Cebados aguardaba las
palabras de Lobatón. Encendió un cigarrillo y se le quedó mirando de forma que
pretendía ser fiera, pero que resultaba más bien expectante. Desi, como
era común en él, trató de descolocarlo:
-
Pues
bien, hablando del cementerio, como te decía, ¿dónde has puesto la llave del
panteón de los Turégano? ¿La tienes aquí o en tu casa?
El Caballo,
boquiabierto, no dijo una palabra. Impertérrito, el policía prosiguió:
-
Será
peor para ti, si tratas de ponérmelo difícil. Entre las huellas y las pruebas
de ADN, puedo saber al momento, no solo que estuvo allí el Obispo retenido,
sino que tú no andabas muy lejos.
Comoquiera que su
interlocutor siguiese mudo, el inspector decidió darle el golpe definitivo, y
de modo despectivo, además:
-
Así
que, como tú no eres lo bastante listo como para preparar un plan medianamente
complicado, ya estás diciéndome quién está detrás de todo esto y, además,
quiere irse de rositas, dejando que seas tú el que se coma el marrón.
El Caballo estaba
derrotado, pero tal vez hiciese falta algo más para dejarlo tumbado en la lona:
-
Voy
a hacerte el favor de echarte una mano, porque te tengo ley desde que, en una
manifestación, me apartaste de donde acababa de estallar la botella de un
cóctel molotov -era cierto a medias: Cebados andaría por allí, pero fue otro
colega suyo quien echó una piadosa mano a Desi-. No te diré cómo lo sé
para que no te cabrees, pensando que alguien ha cantado, cosa que, por
lo demás, sabes que pasa siempre que te mezclas con aficionados. Primero,
echasteis mano al obispo cuando se disponía a ir de picos pardos con la
feligresa que tú y yo sabemos. Segundo, en vista de que no atendió vuestras
amenazas, tratasteis de ablandarlo, pero Don Claudio era duro de pelar.

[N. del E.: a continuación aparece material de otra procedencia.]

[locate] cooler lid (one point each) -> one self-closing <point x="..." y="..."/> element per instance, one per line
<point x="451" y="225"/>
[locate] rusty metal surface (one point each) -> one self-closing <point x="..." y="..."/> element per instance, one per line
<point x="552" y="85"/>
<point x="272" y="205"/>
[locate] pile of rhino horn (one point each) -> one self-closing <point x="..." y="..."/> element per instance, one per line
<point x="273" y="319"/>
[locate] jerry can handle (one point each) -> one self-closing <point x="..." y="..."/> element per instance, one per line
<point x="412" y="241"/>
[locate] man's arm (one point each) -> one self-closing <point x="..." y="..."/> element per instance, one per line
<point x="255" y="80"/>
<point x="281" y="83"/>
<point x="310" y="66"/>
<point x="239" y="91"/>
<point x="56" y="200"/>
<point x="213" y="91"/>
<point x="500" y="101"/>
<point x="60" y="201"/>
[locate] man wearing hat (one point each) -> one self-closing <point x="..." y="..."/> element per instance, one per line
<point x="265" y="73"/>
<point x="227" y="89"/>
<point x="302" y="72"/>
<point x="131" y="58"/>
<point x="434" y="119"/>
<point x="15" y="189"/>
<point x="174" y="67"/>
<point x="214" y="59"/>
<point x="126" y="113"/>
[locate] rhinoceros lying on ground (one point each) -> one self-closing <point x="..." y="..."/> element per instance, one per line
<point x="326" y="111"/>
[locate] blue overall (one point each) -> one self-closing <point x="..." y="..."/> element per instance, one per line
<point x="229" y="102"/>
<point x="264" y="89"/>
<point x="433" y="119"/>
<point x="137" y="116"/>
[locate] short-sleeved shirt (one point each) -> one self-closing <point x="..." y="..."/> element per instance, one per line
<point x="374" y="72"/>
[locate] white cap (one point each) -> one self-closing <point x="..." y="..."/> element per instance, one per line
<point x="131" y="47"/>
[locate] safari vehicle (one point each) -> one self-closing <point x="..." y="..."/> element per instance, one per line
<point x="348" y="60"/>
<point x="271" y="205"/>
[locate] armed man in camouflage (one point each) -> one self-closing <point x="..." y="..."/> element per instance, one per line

Tercero, lo llevasteis al panteón de tu amiga Mari Puri, donde seguramente se
os fue la mano y el obispo, aterrorizado, las espichó… Voy bien,
¿verdad?... Pues sigo. Cuarto, lo sacasteis ya muerto del cementerio y lo
trasladasteis a una capilla cercana, para montar allí el escenario de la farsa.
Y quinto, colocasteis el fiambre sobre una cruz, para hacer picar a los panolis
de mis colegas de Madrid, con la idea de que habían sido los islamistas. Pero a
mí no me la dais, ni tú, ni cien más listos que tú. ¿Ves cómo no? A ver, dime
en qué me he equivocado.
El Caballo no
admitió error ninguno. Estaba claro que, aunque con ambigüedades calculadas, Desi
había jugado bien con todas las evidencias que había ido obteniendo a lo
largo de su investigación. En consecuencia, prosiguió:
-
Y
ahora, te toca a ti poner la guinda de mi pastel. Y no se trata de que me des
el nombre de los comparsas, como los amiguetes del Ateneo o de Añaza
que te ayudaron, ni de la señora que te dejó la llave del panteón, ni siquiera el
del empleado del cementerio que hizo la vista gorda y el oído sordo. Quiero la
identidad de la lumbrera que tuvo la ocurrencia de secuestrar al obispo,
olvidándose de deciros que estaba muy mal del corazón -obvia mentira de Desi,
para dejar en mal lugar al individuo que buscaba- y que podía morir de un
ataque, haciéndoos a todos vosotros responsables de un asesinato.
Al escuchar esta
última palabra, calculadamente excesiva, El Caballo se incorporó, lívido
y con los brazos en tensión, para caer de golpe acto seguido sobre la silla, cuyo
asiento crujió, a punto de romperse. Con todo, Cebados no pronunció el nombre
que Desi le reclamaba. Dejó pasar un minuto, infructuosamente, mirando
el reloj para que el interrogado percibiera que le estaba concediendo un tiempo
de reflexión. Pasado el minuto, el inspector, haciendo uso de todo su
conocimiento del caso y de una fórmula acreditada por su experiencia, le
propuso un juego:
-
Ya
veo que no tienes madera de delator, pero tampoco creo que seas tan gilipollas,
como para jugarte la perpetua. Voy a decir tres nombres, entre los cuales estoy
seguro de que está el jefe de este desastre. Bastará con que asientas con la
cabeza cuando sea el verdadero responsable.
Aquí, entre
nosotros, Desi podía ganar más que perder. El Caballo no estaba a
aquellas alturas como para poner cara de póquer cuando escuchase el nombre
acertado.
-
¿Vamos
a ver, fue N.? -aquí figuraría el nombre del Presidente del Ateneo Salmerón,
un sujeto respetable y demasiado mayor para meterse en aquellos berenjenales,
pero Desi solo quería ver la cara de El Caballo, al escuchar un
nombre equivocado-.
Como Desi esperaba,
El Caballo no contestó, pero puso un gesto entre la alegría y el alivio,
que evidenciaba la inocencia del citado y la satisfacción por el primer error
del policía.
-
Ya
sabía yo que no era el viejo N. Era un nombre de relleno -prosiguió Desi-.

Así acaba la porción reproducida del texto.